Five men racked up four clean skeet rounds of 25 hits a piece. But there is no five way tie for first. There is also no championship round. Unlike the international variant, American Skeet has no finals. If you're the shooter with the highest score after everyone takes their turn, you win.

But that doesn't happen most of the time. As yesterday's results proved, the level of skill gathered at the ACUI Clay Target Championships appears to be that of equally matched shooters.

So how are first through third places decided? Tiebreaker.

A pseudo-final if you will. If, for instance, two shooters are tied for the lead, the next highest score automatically earns third place and does not participate in the finals..

Trinity University shooter Matt Parmley at the ACUI Clay Target Championships in San Antonio, Texas

This was the case with the Women's Championship. Brandy Drozd of Texas A&M held sole possession of first place with a practically perfect 99. Right behind her was Missouri's Allison Caselman with a 98. In third there was a tie; between Texas A&M's Bailey Glenewinkel and Lindenwood's Cassandra Douglas, each at 97.

Stepping to the firing line, competitors would take turns shooting doubles from stations three, four and five. As with a regular round of skeet, shooters had to wait until everyone finished a station before moving to the next. Of course here, if you missed a clay and broke the tie, you were out.

Whether it was jitters, a bad lead, or the wind, the tie for third was settled at station three when Glenewinkel hit both her clays and Douglas registered a miss.

Now it was time for five men to determine gold, silver and bronze.
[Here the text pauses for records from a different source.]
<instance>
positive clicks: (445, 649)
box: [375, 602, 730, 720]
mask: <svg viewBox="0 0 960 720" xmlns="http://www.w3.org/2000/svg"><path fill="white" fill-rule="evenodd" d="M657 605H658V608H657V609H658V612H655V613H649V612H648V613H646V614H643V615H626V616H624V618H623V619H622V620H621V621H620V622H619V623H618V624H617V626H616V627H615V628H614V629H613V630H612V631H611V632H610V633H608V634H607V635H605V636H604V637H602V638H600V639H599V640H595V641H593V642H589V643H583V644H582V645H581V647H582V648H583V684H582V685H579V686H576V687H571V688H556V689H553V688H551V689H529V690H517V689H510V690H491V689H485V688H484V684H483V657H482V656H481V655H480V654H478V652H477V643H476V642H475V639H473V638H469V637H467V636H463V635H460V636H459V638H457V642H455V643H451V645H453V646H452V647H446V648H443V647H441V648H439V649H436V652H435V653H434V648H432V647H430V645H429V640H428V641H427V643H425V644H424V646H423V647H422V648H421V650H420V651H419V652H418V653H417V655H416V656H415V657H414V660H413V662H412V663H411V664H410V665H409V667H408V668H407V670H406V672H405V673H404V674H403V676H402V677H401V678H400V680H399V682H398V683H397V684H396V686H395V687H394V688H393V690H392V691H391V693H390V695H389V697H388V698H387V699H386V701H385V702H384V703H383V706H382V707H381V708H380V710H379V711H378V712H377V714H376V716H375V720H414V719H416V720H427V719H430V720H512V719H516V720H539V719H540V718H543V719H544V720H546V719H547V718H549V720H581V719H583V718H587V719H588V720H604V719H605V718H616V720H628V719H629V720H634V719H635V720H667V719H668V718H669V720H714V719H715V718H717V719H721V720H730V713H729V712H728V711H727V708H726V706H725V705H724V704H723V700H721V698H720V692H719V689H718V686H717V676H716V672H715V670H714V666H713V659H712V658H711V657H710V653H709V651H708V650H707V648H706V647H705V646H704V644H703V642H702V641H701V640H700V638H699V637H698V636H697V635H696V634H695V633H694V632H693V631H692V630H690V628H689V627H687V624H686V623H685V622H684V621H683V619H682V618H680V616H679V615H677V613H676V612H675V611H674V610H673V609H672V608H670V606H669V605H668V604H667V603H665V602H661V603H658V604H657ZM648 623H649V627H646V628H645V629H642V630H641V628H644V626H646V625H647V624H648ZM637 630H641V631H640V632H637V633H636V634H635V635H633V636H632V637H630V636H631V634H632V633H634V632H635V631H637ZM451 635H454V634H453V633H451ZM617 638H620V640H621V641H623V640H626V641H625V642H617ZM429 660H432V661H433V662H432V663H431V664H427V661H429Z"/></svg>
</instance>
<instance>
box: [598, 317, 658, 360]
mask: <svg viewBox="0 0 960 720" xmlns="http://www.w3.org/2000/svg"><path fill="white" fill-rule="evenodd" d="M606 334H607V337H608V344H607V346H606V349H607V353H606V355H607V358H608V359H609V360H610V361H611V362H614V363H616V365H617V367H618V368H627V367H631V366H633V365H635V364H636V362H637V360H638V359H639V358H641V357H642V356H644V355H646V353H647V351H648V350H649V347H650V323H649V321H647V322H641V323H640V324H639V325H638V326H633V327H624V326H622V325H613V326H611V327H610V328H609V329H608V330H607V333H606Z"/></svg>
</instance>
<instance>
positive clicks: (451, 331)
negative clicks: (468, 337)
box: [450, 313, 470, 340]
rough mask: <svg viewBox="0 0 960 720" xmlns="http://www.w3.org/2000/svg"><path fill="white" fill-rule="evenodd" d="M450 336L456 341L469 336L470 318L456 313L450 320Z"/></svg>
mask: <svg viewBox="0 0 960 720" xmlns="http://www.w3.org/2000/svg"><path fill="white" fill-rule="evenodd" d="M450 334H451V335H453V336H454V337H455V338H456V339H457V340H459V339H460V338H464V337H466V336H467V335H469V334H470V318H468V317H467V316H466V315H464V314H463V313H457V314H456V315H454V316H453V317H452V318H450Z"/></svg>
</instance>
Three would step up to the podium later that night, but two would be left on the floor. Each represented a different school; Bethel University, Fort Hays State University, University of Louisiana-Lafayette, University of Missouri and Trinity University.

Fort Hays State University shooter Damian Giles at the ACUI Clay Target Championships in San Antonio, Texas

All shooters began well by clearing station three and moving on to four. Here, Trinity's Matt Parmley was the first to fall. He was soon followed by Louisiana-Lafayette's Josh Raley at station five.

With two out, the remaining shooters were all guaranteed to medal. It was their order that remained uncertain.

Rotating back to station three, the tiebreaker continued.

Upon reaching station five for the second time, Missouri's Glenn Carl missed and cemented himself at bronze.

Shooters shake hands after breaking the tie for first at the ACUI Clay Target Championships in San Antonio, Texas

It was now down to the final two; Bethel's Casey Jones and Fort Hays' Damian Giles. Going head-to-head, the final face-off be over in a flash. After breaking both clays at station three, it finally came to an end when Jones broke his station four clays and Giles didn't.

The tension lifted, the two men congratulated each other and returned to their teammates.

The last skeet event of the championships is complete.